What we have seen now is that banner has suddenly fallen away. We have witnessed the costume party come to an end, and what we are actually seeing is a little bit more into what that movement really is: something that is violent, selfish and has nothing to do with law or the Constitution. It has everything to do with wanting to hold onto a very specific set of ideas that preserves their belief of the world and its violence.
That unmasking, the unveiling and how that continues to play out and how far the movement reverts to defending itself again is something that I am fascinated by. How do they make the move back to presenting themselves as the good, and do we accept that?

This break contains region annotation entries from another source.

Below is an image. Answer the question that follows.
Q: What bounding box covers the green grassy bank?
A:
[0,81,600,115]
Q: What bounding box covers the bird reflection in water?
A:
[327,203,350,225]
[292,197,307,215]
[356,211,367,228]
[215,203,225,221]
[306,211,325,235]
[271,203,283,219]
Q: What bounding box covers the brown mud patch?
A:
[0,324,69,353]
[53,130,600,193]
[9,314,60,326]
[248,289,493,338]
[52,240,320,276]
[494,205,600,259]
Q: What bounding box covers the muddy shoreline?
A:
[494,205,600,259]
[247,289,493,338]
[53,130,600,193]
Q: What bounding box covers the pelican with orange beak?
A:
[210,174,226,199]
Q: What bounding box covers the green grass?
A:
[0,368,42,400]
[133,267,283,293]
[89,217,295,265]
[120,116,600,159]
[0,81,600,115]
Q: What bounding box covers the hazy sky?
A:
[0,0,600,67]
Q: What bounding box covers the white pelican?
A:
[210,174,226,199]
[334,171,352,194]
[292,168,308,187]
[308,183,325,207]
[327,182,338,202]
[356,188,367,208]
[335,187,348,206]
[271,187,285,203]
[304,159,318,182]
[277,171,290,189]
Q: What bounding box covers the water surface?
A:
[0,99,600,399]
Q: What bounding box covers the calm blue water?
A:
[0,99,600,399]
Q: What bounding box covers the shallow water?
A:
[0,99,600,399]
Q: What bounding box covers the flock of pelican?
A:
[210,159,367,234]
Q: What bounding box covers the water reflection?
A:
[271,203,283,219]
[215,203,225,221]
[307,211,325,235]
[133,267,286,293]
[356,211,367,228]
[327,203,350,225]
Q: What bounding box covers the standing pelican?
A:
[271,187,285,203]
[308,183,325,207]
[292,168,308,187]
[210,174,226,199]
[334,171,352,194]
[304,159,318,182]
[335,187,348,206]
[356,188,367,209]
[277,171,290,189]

The other side of that is the left, and its opposition to American violence has always been castigated as being critical of America and therefore anti-American, radical and communist—all things that are intended to project this veneer somehow outside of the U.S. or outside of American values. So how those competing narratives play out over the next few years is going to be fascinating.
Do you have any advice to students who are interested in writing a novel themselves?
I never start writing thinking that I am going to write a novel. I think I always begin writing thinking that there is something in the world that I do not quite fully understand. So, the process of writing is a process of interrogating the world and trying to ask more questions with a sense that you can’t resolve those questions.
We are not trying to fix anything or answer any problem, but we are trying to bring it out and figure out how we can create lives that are as complicated as the ones that we live in. When I work with my students, it is always that idea of thinking about: what don’t you understand? How can writing bring you closer to it? Not to resolve it or fix but just to get you closer to it and stand in conversation with it.
This article has been edited for brevity and clarity.